# Schutzhund Motivation?



## BHM (Feb 27, 2013)

I understand that, just like any sport with discipline, Schutzhund needs to be taken seriously and entered carefully. I am considering doing it in future but not sure if I have the appropriate attitude for it so am looking to those who have done it before if I would be suitable for it. (I plan on getting a dog in future but have to sort some things first and want to be able to select the breed in advance to assess breeders in my area).

My motivation:

 A dog trained in schutzhund has an unbelievable bond with their handler/master/owner.
 The ability to call off my dog if necessary.
 I am up for anything that will let me bond with my dog as long as they enjoy it


----------



## RabbleFox (Jan 23, 2013)

Why not speak to a Schutzhund trainer in your area? You could probably sit in on a couple classes and see what it takes. It takes an incredible owner and an incredible dog to Schutzhund reliably. You will most likely need a dog of really high drive. You must ask yourself if this is the type of dog that you can dedicate ~15 years to. Thats a whole lotta dog. 

If you feel like you aren't ready for it then maybe teaching a dog to "attack" isn't really a good sport for you. Have you considered any other dog sports or activities? An unbelievable bond occurs between the handler and the dog in competitions as simple as obedience. Obedience is something that you can teach a dog with very little equipment (leash, dog, and snacks/toys). And if you are dedicated, you can do it mostly by yourself using your own training methods.


----------



## lil_fuzzy (Aug 16, 2010)

Your motivations would be fulfilled by doing any fun sport, or just doing fun training at home, really.

Fun, reward based training along with spending lots of quality time with your dog will result in a strong bond.

Calling your dog off huge distractions can be done through fun, reward based training, and isn't actually that hard to teach.

Bonding with your dog will happen without needing to do a sport, as mentioned above.

Your motivation for doing schutzhund should be that you really like the sport. Otherwise, you may as well be doing trick training, obedience, agility, etc.


----------



## Poly (Sep 19, 2007)

BHM said:


> I understand that, just like any sport with discipline, Schutzhund needs to be taken seriously and entered carefully. I am considering doing it in future but not sure if I have the appropriate attitude for it so am looking to those who have done it before if I would be suitable for it. (I plan on getting a dog in future but have to sort some things first and want to be able to select the breed in advance to assess breeders in my area).
> 
> My motivation:
> 
> ...


You do kinow that Schutzhund is much more than protection work. The obedience and tracking phases are just as important. In fact, you MUST COMPLETE the BH on your dog before you can do anything else in Schutzhund. It's not optional. The BH is sort of a combined temperament test and AKC Novice obedience. And although it isn't required, a lot of clubs also sponsor CGC testing. So you'll be doing a lot of basic obedience and exercises before you do anything else.
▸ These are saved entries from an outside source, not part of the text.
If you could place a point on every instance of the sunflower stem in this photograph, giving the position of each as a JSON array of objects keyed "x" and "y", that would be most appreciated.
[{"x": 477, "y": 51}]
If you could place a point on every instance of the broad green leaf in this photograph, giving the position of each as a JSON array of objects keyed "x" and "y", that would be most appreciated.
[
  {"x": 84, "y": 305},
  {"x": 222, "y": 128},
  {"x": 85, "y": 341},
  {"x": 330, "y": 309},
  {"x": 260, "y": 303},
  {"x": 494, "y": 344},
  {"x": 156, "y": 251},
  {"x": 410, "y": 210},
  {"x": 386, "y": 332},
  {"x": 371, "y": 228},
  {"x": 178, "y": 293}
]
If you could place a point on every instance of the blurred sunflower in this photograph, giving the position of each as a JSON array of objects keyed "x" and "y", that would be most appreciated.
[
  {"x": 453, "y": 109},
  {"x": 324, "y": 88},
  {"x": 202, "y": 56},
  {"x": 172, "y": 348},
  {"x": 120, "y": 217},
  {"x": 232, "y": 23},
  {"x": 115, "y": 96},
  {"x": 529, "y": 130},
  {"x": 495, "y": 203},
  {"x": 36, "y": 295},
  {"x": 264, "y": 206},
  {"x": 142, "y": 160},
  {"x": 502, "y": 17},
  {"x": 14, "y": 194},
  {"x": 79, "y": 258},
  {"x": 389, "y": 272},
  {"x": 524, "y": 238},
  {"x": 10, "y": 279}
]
However, protection work is definitely part of it and if you are uncomfortable with that aspect, than this really isn't the sport for you.

I suggest you go to some local Schutzhund trials as a spectator and see how you like it. Find a local club and see when their trial(s) are.


----------



## hast (Aug 17, 2011)

RabbleFox said:


> <snip>
> teaching a dog to "attack" isn't really a good sport for you.
> <snip>


Most Shutzhund (it's now named IPO, just like in the rest of the world) trainers are training positively today and doesn't rely on training a dog to "attack". Today's Shutzhund dogs plays a game. They are dogs of very high drive and the most fun of all the games is an extra big tug.  No dog 'attacks' indiscriminately, they are taught that in order to bite the sleeve they have to listen to the handler. And as already mentioned, before you do anything more than puppy play with a rag and tug of war you have to have an BH on the dog.

I agree; find a local shutzhund club and visit and talk to people. Everyone will love to talk to you about their sport.


----------